Acabar com as Dívidas do Estado "fora do balanço"


Neste capítulo, talvez o o mais crítico ao governo de José Sócrates, JGF explica como os governos portugueses usaram as PPP para contrair dívidas "fora do balanço", atirando-as para o futuro e escondidas da opinião pública e dos nossos parceiras da UE. Na pág. 88 inclui um gráfico semelhante ao de baixo (começando em 2011 em vez de 2012) e faz uma observação muito significativa: o grosso dos encargos das PPP tem impacto no Orçamento de Estado apenas a partir de 2014 porque haveria eleições legislativas em 2013 (devido aos ciclos eleitorais 2005-2009; 2009-2013). Ou seja, o endividamento público, juntamente com a sua camuflagem, seguiu a agenda política do governo socialista.
http://www.dgtf.pt/ResourcesUser/PPP/Documentos/Relatorios/2012/Relatorio_Anual_PPP_2012.pdf
Mais à frente refere outro dado importante, entre 2010 e 2012 a dívida pública aumentou 30%, mais que durante 2005-2010. Tal não se deveu às acções do novo governo mas sim porque Portugal foi obrigado pela Troika a incluir as dívidas das PPP na dívida pública e, também, porque o PIB desceu. Sócrates, culpa o novo governo por este aumento quando na realidade ele é o responsável por tal!

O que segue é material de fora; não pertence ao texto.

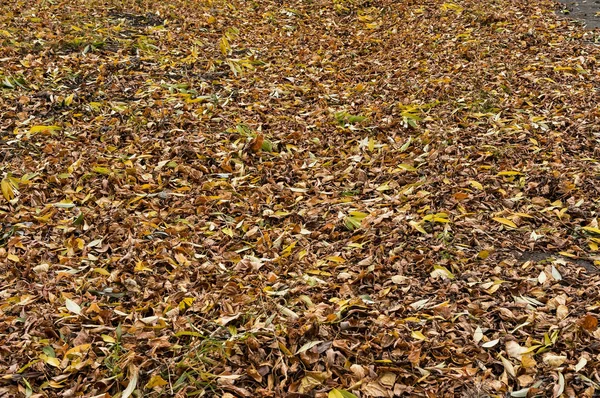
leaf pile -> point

Expropriar Parcerias e Nacionalizar o Défice Tarifário


Na pág. 106 JGF sugere duas coisas pouco pacíficas:
  1. A nacionalização / expropriação dos contratos das PPP que envolvem as ex-SCUT e as sub-concessões mais onerosas dos Estado;
  2. A nacionalização / Expropriação do défice tarifário da electricidade que já vai em 3800 milhões de euros.
Em relação à primeira, após pagar e compensar as actuais concessionárias esta medida agravaria a dívida pública em 2% do PIB mas poupar-nos-ia 400 milhões de euros por ano - vale bem o esforço.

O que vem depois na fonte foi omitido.